I half expected Fred Gwynne to jump out and tell the Duncans that “sometimes, dead’s better.” You know that the kid came back wrong, you just don’t know if it’s supernatural, psychological, or science gone bad. But I will gives props to how they presented Cameron Bright, the kid who played Adam/Clone-Adam. With a chili bowl haircut and a smarmy smirk that made you want to jump through the screen and not spare the rod with this kid, I was completely convinced that this wasn’t the same Adam that the Duncans lost.
Ultimately, however, Godsend doesn’t succeed because the actors were simply stuck in material that let them down. The reason that it let them down is because, as you’ll discover when watching the special features, the ending they settled on is one of several they shot, re-shot, re-cut, re-thought, re-jected, whatever. It wasn’t even the best possible ending, which the director and writer even admit.
When you have as many different endings as Godsend had, the first two thirds of the film become nebulous at best, which is something that the writer also admits somewhat in commentary. I can’t understand why they didn’t see the perfect ending staring them in the face: Romijn-Stamos in blue paint and a wet t-shirt giving the kid a post-natal abortion with a REALLY big gun.
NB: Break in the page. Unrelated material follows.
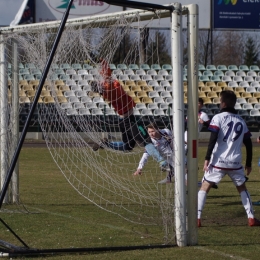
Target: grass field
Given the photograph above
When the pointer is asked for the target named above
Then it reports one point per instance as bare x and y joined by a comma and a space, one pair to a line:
59, 218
Problem solved.
4.0 out of 10
The Look:
Not the real issue with this disc. Whole flick was shot in wintry vistas and a dimly lit Victorian; but transfer is pretty clean, plus it’s widescreen.
7.0 out of 10
The Noise:
Also not really an issue. Dolby 5.1 Surround. Voices are clear enough, if a bit low at times.
7.5 out of 10
The Goodies:
HERE’S the issue. Most of the Special Features, what there are of them on this disc, are easily forgettable. There’s your standard commentary by director Nick Hamm and DP Kramer Morgenthau, and a couple of truly laughable storyboards (serious yawn). You’ll find better panels on a Joe Bazooka gum wrapper. Where you’re going to want to direct your attention are the Alternate Endings. Now we’re talking about the most worthwhile thing on this disc. Not for the content of the endings themselves, which are all sitting on various levels of dubiousness, but for the educational value. What? Educational value? Are you kidding me? No. Watching the endings and especially the commentary behind them is a lesson in how movies should not be made. There are four alternate endings here, and Hamm’s and writer Mark Bomback’s commentaries provide good insight as to how each came about and why. Just like going to film school in 15 minute stretches.
Educational Value: 7.5 out of 10
Face Value: 2.0 out of 10
The Artwork:
De Niro’s hair’s on fire (shades of Louis Cyphre). The usual floating heads.